Enantiomeric resolution of albendazole sulfoxide by semipreparative HPLC and in vitro study of growth inhibitory effects on human cancer cell lines

Abstract

Analytical and semipreparative high performance liquid chromatography methods using polysaccharide-based chiral stationary phases were developed for the enantiomeric resolution of albendazol sulfoxide. The enantioseparation of this compound was evaluated with four chiral stationary phases: cellulose and amylose tris(3,5-dimethylphenylcarbamate), amylose tris[(S)-1-phenylethylcarbamate] and amylose tris(3,5-dimethoxyphenylcarbamate), under three elution conditions: normal, reversed-phase and polar organic mode. The influences of the mobile phase and of the structure of the chiral stationary phase on the enantiomeric separation are discussed. The best chiral performances were achieved on an amylose tris(3,5-dimethylphenylcarbamate) phase under normal (R(s)=4.96) and polar organic mode (R(s)=2.60 and 3.09).

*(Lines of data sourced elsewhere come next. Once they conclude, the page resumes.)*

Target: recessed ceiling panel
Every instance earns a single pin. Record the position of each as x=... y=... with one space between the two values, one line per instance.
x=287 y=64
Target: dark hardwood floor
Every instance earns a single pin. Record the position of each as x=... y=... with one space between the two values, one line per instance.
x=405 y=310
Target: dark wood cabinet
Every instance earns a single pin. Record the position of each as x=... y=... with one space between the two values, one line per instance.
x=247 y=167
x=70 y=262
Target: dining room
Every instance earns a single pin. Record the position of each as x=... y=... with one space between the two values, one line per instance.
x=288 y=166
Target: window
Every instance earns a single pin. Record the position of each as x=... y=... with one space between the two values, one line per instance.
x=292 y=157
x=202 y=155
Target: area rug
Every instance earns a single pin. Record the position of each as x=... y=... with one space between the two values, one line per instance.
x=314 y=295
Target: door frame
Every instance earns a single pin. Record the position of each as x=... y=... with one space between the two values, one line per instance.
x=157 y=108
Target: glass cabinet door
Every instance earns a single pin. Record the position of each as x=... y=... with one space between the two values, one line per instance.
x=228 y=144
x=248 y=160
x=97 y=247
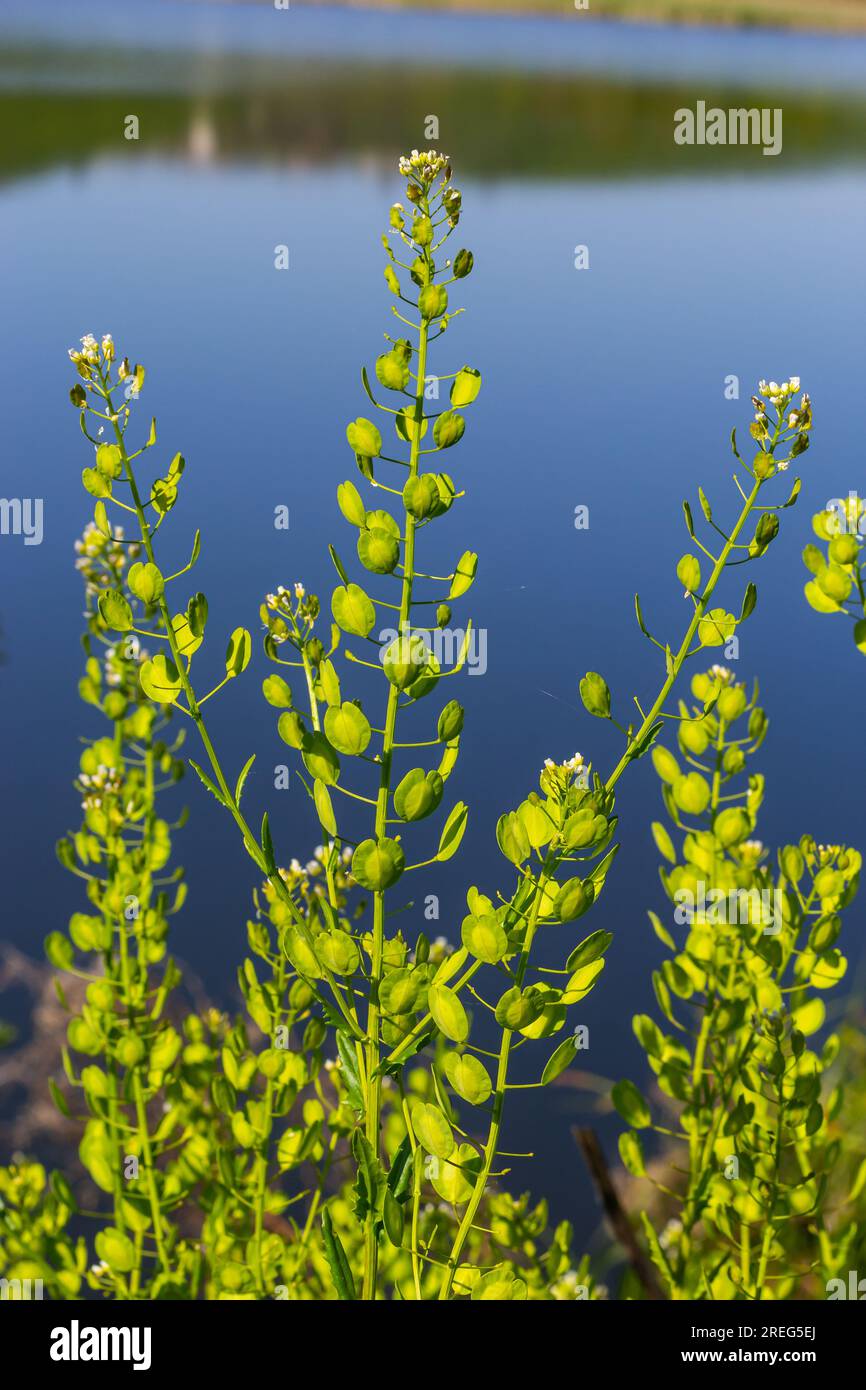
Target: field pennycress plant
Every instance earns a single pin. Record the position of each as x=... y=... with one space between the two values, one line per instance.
x=387 y=1076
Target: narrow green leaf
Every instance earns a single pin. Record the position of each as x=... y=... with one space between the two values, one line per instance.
x=241 y=781
x=210 y=784
x=338 y=1262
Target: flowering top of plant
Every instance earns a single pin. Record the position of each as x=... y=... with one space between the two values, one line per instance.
x=788 y=423
x=744 y=1116
x=346 y=695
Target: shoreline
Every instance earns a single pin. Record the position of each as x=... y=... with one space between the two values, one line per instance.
x=831 y=17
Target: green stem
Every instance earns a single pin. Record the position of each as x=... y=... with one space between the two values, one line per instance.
x=373 y=1079
x=690 y=633
x=502 y=1068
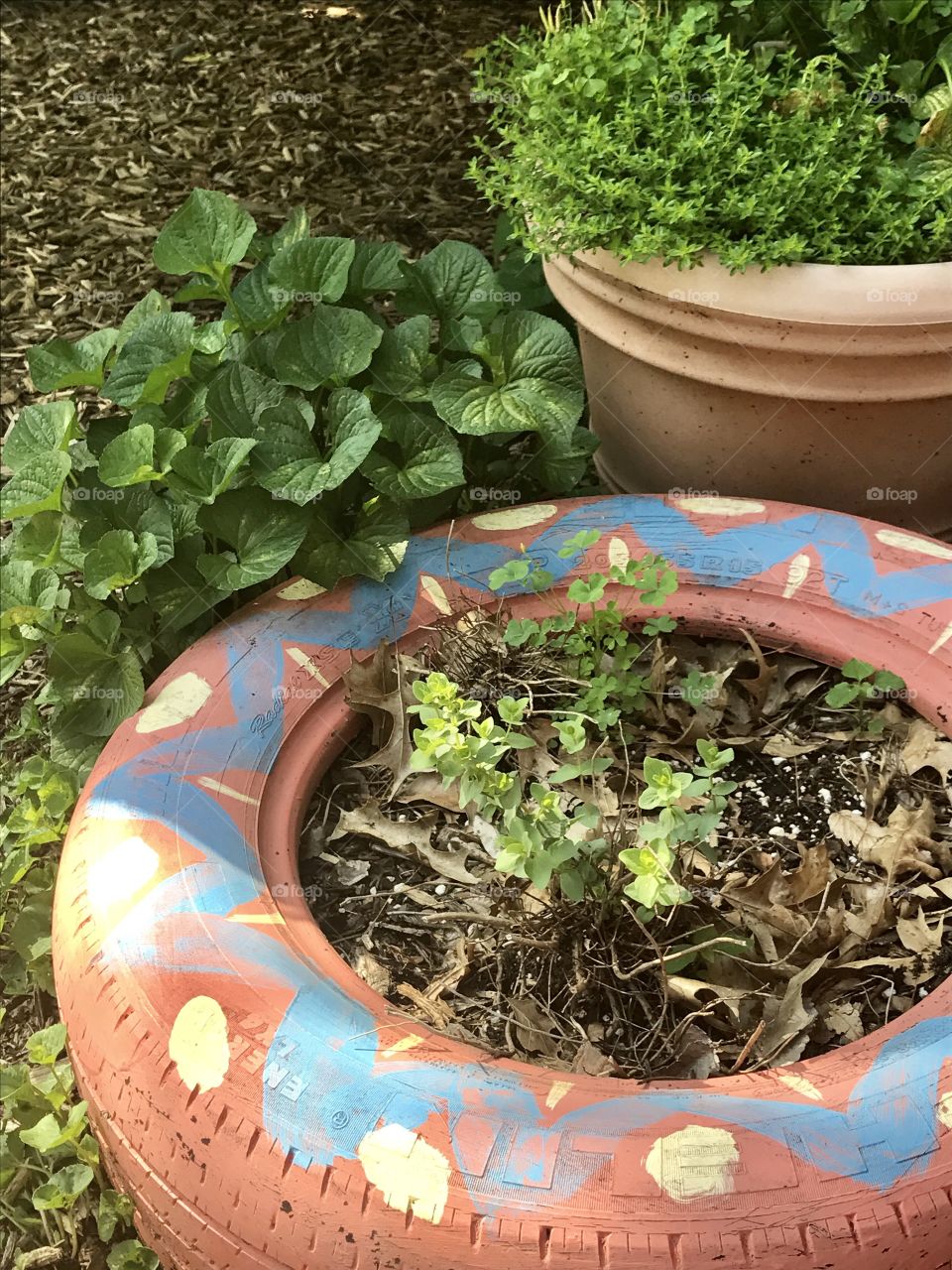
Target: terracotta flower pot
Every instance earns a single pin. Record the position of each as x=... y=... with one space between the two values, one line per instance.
x=815 y=384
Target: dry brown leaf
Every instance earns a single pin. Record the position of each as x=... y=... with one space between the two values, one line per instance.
x=534 y=1028
x=372 y=973
x=788 y=1016
x=590 y=1061
x=457 y=962
x=696 y=1057
x=381 y=689
x=814 y=875
x=918 y=937
x=902 y=844
x=780 y=746
x=435 y=1012
x=411 y=837
x=924 y=747
x=844 y=1019
x=701 y=993
x=428 y=788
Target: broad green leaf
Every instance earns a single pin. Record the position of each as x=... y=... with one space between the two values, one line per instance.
x=117 y=562
x=330 y=345
x=312 y=270
x=49 y=1133
x=46 y=1046
x=371 y=545
x=105 y=683
x=31 y=594
x=178 y=594
x=257 y=302
x=203 y=472
x=451 y=281
x=61 y=365
x=151 y=305
x=37 y=431
x=289 y=461
x=136 y=507
x=197 y=289
x=236 y=398
x=208 y=232
x=158 y=352
x=403 y=358
x=63 y=1188
x=212 y=336
x=421 y=460
x=536 y=386
x=36 y=486
x=168 y=444
x=526 y=405
x=558 y=461
x=31 y=930
x=131 y=1255
x=130 y=458
x=264 y=534
x=114 y=1209
x=375 y=270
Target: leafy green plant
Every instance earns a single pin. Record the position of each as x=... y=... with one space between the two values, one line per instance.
x=914 y=36
x=617 y=132
x=50 y=1167
x=652 y=862
x=860 y=685
x=338 y=399
x=546 y=826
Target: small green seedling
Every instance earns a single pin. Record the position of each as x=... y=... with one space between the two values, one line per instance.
x=860 y=686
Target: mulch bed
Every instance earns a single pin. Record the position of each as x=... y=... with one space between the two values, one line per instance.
x=819 y=917
x=114 y=109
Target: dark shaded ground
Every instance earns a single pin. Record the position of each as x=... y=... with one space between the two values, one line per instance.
x=116 y=111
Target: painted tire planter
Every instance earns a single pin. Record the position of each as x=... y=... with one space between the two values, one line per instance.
x=791 y=384
x=268 y=1110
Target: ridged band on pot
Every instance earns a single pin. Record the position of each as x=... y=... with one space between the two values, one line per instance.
x=267 y=1109
x=810 y=382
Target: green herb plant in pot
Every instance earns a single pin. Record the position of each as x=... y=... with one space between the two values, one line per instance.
x=754 y=238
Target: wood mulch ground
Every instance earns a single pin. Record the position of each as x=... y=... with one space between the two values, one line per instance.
x=114 y=111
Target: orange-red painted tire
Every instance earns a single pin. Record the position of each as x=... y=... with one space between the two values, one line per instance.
x=268 y=1110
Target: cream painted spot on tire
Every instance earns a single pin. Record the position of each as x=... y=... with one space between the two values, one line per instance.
x=407 y=1170
x=801 y=1084
x=516 y=517
x=177 y=702
x=796 y=575
x=720 y=506
x=198 y=1044
x=694 y=1161
x=911 y=543
x=123 y=870
x=435 y=594
x=619 y=554
x=301 y=589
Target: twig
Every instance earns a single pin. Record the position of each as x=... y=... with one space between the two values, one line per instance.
x=625 y=975
x=746 y=1053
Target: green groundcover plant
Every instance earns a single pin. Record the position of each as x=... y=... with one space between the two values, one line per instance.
x=301 y=405
x=656 y=130
x=325 y=399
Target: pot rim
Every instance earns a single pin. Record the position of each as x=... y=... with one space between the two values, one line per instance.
x=869 y=295
x=324 y=729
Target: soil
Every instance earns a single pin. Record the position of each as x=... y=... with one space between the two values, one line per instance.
x=821 y=916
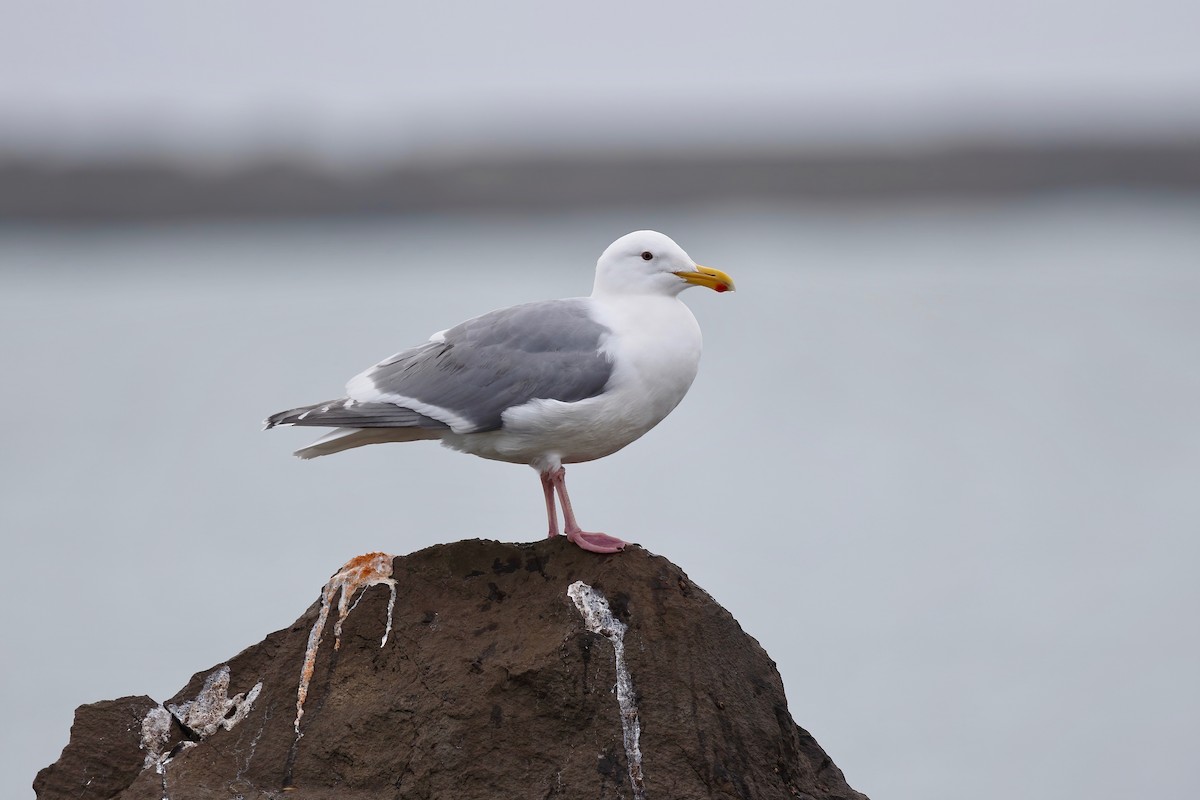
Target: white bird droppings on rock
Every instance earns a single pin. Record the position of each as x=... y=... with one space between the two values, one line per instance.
x=213 y=708
x=360 y=572
x=598 y=617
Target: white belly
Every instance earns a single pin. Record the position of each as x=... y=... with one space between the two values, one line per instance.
x=655 y=349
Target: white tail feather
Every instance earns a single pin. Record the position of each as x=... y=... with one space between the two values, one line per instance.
x=346 y=438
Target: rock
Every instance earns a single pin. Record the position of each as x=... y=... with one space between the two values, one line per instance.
x=509 y=671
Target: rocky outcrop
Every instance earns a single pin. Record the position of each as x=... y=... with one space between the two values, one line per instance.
x=471 y=671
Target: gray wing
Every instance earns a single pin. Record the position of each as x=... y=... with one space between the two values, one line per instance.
x=345 y=413
x=478 y=370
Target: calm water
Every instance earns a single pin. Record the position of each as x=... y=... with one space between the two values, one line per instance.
x=955 y=455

A polar organic condition using methanol as mobile phase offered shorter retention factors (k(1)=0.34) and was scaled up to semipreparative HPLC to obtain milligram quantities of both albendazole sulfoxide enantiomers for further in vitro studies. Optical rotation and circular dichroism of both enantiomers of albendazole sulfoxide was determined. The compounds ABZ, ABZ-SO, (R)-(+)-ABZ-SO and (S)-(-)-ABZ-SO were all evaluated regarding their capacity to inhibit the in vitro growth of three human tumor cell lines: MCF-7 (breast adenocarcinoma), NCI-H460 (non-small cell lung cancer) and A375-C5 (melanoma). In addition, the effect of the (R)-(+)-ABZ-SO compound in the cell cycle profile and apoptosis of MCF-7 cells were also studied. Results indicated that compound ABZ was the most potent regarding cell growth inhibition and that the (+)-(R)-ABZ was a more potent inhibitor of cell growth than the (S)-(-)-ABZ-SO, particularly in the MCF-7 cell line. In addition, the (R)-(+)-ABZ-SO significantly increased the levels of apoptosis of the MCF-7 cells.